In Ulan-Ude gibt es schöne Orte. Der Platz vor dem exotisch anmutenden, in Form einer großen Jurte gebauten Operntheater etwa, an dem zu bestimmten Zeiten aus Lautsprechern klassische Musik spielt oder auch die vielen farbenfroh gestrichenen Spielplätze hinter den Häusern. Jahrelang habe ich hier gelebt, gearbeitet und geliebt – die Frau fürs Leben gefunden und eine Familie gegründet. Um es allerdings ganz ehrlich zu sagen: Ulan-Ude ist insgesamt schmutzig und hässlich, und wenn ich nicht eine interessante berufliche Tätigkeit gehabt und viele Reisen unternommen hätte, wären es niemals fünf Jahre geworden. Im Sommer ist es staubig und heiß, wenn es nicht gerade regnet und sich die Straßen in ein Pfützenmeer verwandeln. Das Zentrum der Halbe-Millionen-Stadt wird von der Trasse der transsibirischen Eisenbahn in zwei Hälften geschnitten; die einzige verbindende Straßenunterführung im Zentrum ist ein Ort ewiger Staus, dreckig und abgasverpestet. Den trockenen, sonnendurchfluteten Winter mag ich mehr, wenn der Schnee den herumliegenden Müll überdeckt und knackige minus 35 Grad meinen Kreislauf in Schwung bringen. Die Architektur im Zentrum ist eine wüste Mischung aus ruinösen alten Holzbauten, fünfetagigen Chruschtschovkas aus unverputzten Ziegeln oder Platten, unschönen Hochhäusern und Einkaufszentren aus Metall und Glas und einigen wenigen liebevoll restaurierten Überbleibseln aus der Zarenzeit. Wie Perlen stechen die Zwiebeldächer einige orthodoxe Kirchen oder buddhistische Dazane hervor.

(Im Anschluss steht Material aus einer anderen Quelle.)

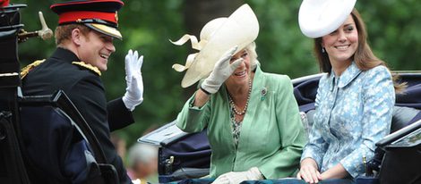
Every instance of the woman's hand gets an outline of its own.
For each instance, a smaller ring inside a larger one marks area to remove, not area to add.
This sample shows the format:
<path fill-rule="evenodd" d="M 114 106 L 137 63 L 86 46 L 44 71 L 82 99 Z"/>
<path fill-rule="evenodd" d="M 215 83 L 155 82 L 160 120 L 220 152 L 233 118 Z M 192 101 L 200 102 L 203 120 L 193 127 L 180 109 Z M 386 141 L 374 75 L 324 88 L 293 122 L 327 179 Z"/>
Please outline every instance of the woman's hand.
<path fill-rule="evenodd" d="M 232 63 L 229 63 L 231 57 L 234 55 L 237 49 L 237 46 L 231 48 L 228 52 L 222 55 L 222 57 L 215 63 L 212 72 L 206 78 L 202 83 L 201 88 L 207 93 L 216 93 L 220 86 L 225 82 L 227 79 L 236 71 L 236 68 L 241 64 L 243 59 L 237 59 Z"/>
<path fill-rule="evenodd" d="M 304 159 L 301 162 L 300 171 L 296 174 L 296 178 L 304 180 L 307 183 L 318 183 L 322 180 L 316 162 L 312 158 Z"/>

Überall in der Stadt hängen Schilder vom Typ „Betreten ohne Maske verboten“ – an Geschäften, Straßenbahntüren oder der Uni. Niemand trägt aber eine Maske, und tatsächlich gibt es auch schon seit längerem keine Maskenpflicht mehr. Die Schilder bleiben einfach hängen, weil – so eine von mir beiläufig aufgeschnappte Begründung – die Maskenpflicht im Herbst bestimmt wieder eingeführt wird. Und da ist es doch praktisch, sie wurden gar nicht erst entfernt. Ein gutes Beispiel dafür, wie wenig in Russland das reale Leben und seine „Abbildung im Schriftlichen“, um es etwas hochtrabend zu formulieren, übereinstimmen; deutlich weniger wahrscheinlich als in westeuropäischen Kulturkreisen.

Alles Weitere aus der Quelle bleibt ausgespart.